Texte intégral (785 mots)

Le 16 août 1907, naissance de Georgette Kokoczinski, dite « Mimosa » à Paris. Militante anarchiste française, volontaire antifasciste sur le front d'Aragon dans le Groupe International de la Colonne Durruti qui combat devant Saragosse.
Le bonheur ! Vous ne savez pas comme je l'ai cherché, je m'en souviens à peine moi-même ; dans les livres graves, dans les lits douteux, dans la simplicité des choses...
(Journal de son engagement en Espagne, retrouvé après sa mort et recopié par Fortin, aujourd'hui conservé à l'IISG d'Amsterdam).

Née Brivadis (du nom de sa mère, Léontine Brivadis ) puis devenue Ango (après la reconnaissance par son père, Robert Ango) à 16 ans, elle quitte le domicile familial et est accueillie dans le foyer d'André Colomer et sa compagne Magdalena qui lui fait découvrir les idées libertaires.
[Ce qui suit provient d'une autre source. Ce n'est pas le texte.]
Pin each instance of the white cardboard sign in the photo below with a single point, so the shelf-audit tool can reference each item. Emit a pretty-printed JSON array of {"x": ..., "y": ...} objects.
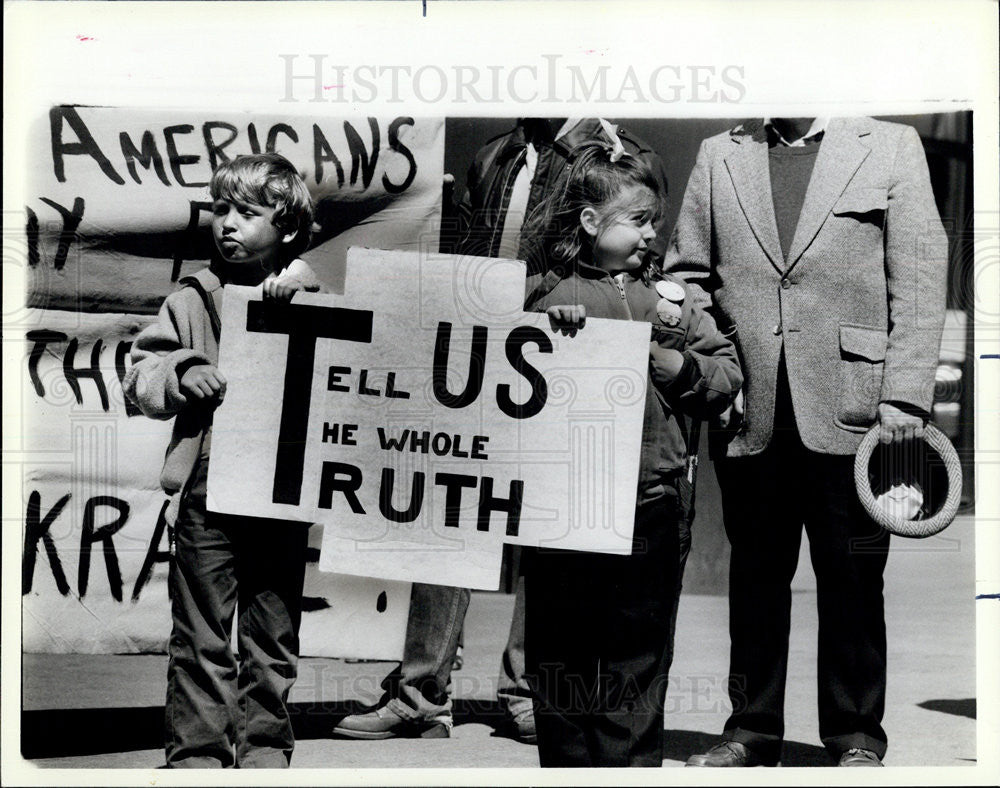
[{"x": 425, "y": 420}]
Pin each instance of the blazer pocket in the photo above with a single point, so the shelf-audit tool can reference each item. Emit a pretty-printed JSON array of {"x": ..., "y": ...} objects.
[
  {"x": 866, "y": 204},
  {"x": 862, "y": 365}
]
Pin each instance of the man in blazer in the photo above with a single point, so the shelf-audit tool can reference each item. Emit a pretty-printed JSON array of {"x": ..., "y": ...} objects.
[{"x": 818, "y": 242}]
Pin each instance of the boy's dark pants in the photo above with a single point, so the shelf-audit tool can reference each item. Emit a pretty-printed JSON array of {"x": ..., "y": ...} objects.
[
  {"x": 766, "y": 499},
  {"x": 598, "y": 642},
  {"x": 214, "y": 702}
]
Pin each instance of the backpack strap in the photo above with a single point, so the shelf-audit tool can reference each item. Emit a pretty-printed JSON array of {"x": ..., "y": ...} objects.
[
  {"x": 543, "y": 288},
  {"x": 208, "y": 300}
]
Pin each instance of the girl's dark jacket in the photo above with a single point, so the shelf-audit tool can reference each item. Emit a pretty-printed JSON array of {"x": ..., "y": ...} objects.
[{"x": 708, "y": 380}]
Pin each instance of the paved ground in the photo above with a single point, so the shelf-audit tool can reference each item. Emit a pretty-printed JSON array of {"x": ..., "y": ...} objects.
[{"x": 105, "y": 711}]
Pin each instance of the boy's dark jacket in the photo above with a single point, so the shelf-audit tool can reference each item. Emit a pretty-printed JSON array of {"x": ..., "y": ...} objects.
[
  {"x": 708, "y": 380},
  {"x": 182, "y": 337}
]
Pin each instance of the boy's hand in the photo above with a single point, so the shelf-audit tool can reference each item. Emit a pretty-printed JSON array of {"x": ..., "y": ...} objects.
[
  {"x": 282, "y": 288},
  {"x": 203, "y": 382},
  {"x": 567, "y": 318}
]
À partir de 1925, elle vit en union libre avec le compagnon Fernand Fortin, et milite au groupe « Education Sociale » que celui-ci avait créé à Loches en Touraine où elle commence à intervenir dans les meetings. De retour à Paris en 1928, elle intègre un groupe théâtral où, sous le nom de scène de « Mimosa », elle se produit lors de rencontres ou de fêtes libertaires. Elle collabore également à la « Revue Anarchiste » (créée par Fortin), qu'elle vend après ses récitals. Poursuivant parallèlement des études, elle obtient un diplôme d'infirmière. Le 7 novembre 1931, elle se marie à Colombe (Seine) avec le journaliste socialiste Miecsejslaw Kokoczynski (1910-2003).
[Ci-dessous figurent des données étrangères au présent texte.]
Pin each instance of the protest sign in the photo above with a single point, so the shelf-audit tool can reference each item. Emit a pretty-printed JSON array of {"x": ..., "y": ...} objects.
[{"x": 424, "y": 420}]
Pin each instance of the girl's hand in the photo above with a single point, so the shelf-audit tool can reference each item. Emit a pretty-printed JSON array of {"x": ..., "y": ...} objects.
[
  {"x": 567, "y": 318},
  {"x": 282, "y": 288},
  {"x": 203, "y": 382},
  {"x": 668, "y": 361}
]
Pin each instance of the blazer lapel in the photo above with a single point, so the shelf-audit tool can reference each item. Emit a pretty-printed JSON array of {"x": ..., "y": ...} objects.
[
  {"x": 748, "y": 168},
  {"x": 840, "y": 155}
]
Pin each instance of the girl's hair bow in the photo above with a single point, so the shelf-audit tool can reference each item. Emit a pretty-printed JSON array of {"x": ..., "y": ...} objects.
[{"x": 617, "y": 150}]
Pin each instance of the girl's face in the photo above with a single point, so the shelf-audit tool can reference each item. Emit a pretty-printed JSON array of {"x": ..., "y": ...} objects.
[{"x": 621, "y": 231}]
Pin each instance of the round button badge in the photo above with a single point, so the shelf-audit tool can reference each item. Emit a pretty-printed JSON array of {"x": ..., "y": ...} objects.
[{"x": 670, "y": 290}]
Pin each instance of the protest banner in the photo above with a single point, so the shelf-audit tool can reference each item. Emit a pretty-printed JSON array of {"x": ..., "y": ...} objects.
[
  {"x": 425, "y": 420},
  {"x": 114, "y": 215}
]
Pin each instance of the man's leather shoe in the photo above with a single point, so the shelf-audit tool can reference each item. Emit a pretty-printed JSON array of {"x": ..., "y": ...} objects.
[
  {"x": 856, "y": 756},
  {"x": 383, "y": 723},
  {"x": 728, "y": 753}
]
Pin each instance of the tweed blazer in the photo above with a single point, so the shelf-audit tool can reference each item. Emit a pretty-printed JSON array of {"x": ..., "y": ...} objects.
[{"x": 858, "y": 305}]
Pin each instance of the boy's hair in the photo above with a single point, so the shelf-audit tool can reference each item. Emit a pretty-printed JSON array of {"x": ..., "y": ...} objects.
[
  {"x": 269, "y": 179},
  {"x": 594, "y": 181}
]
Après l'éclatement de la révolution espagnole en juillet 1936, elle part à la mi-septembre en Espagne, et s'engage dans le Groupe International de la Colonne Durruti qui combat devant Saragosse. La participation massive des femmes à la révolution, aux épisodes insurrectionnels comme aux opérations militaires, est un des aspects les plus forts de la révolution espagnole. Toutefois la reconnaissance du droit des femmes à combattre n'est pas simple, et fait l'objet de pressions et de luttes [1]. En outre, les hommes jouent du fait qu'ils ont plus souvent reçu une instruction militaire pour se réserver ce domaine. Mimosa emploie alors ses connaissances médicales à l'infirmerie aux côtés d'autres militantes comme Augusta Marx et Madeleine Gierth (de nationalité allemande). C'est là, à Perdiguera (Aragon), qu'elles trouveront toutes trois la mort, le 16 octobre 1936, massacrées par les franquistes lors d'une contre-offensive.
[1] Le droit de porter les armes pour les femmes sera par exemple contesté lors de la phase de contre-révolution stalinienne, revenant sur les conquêtes des Mujeres Libres.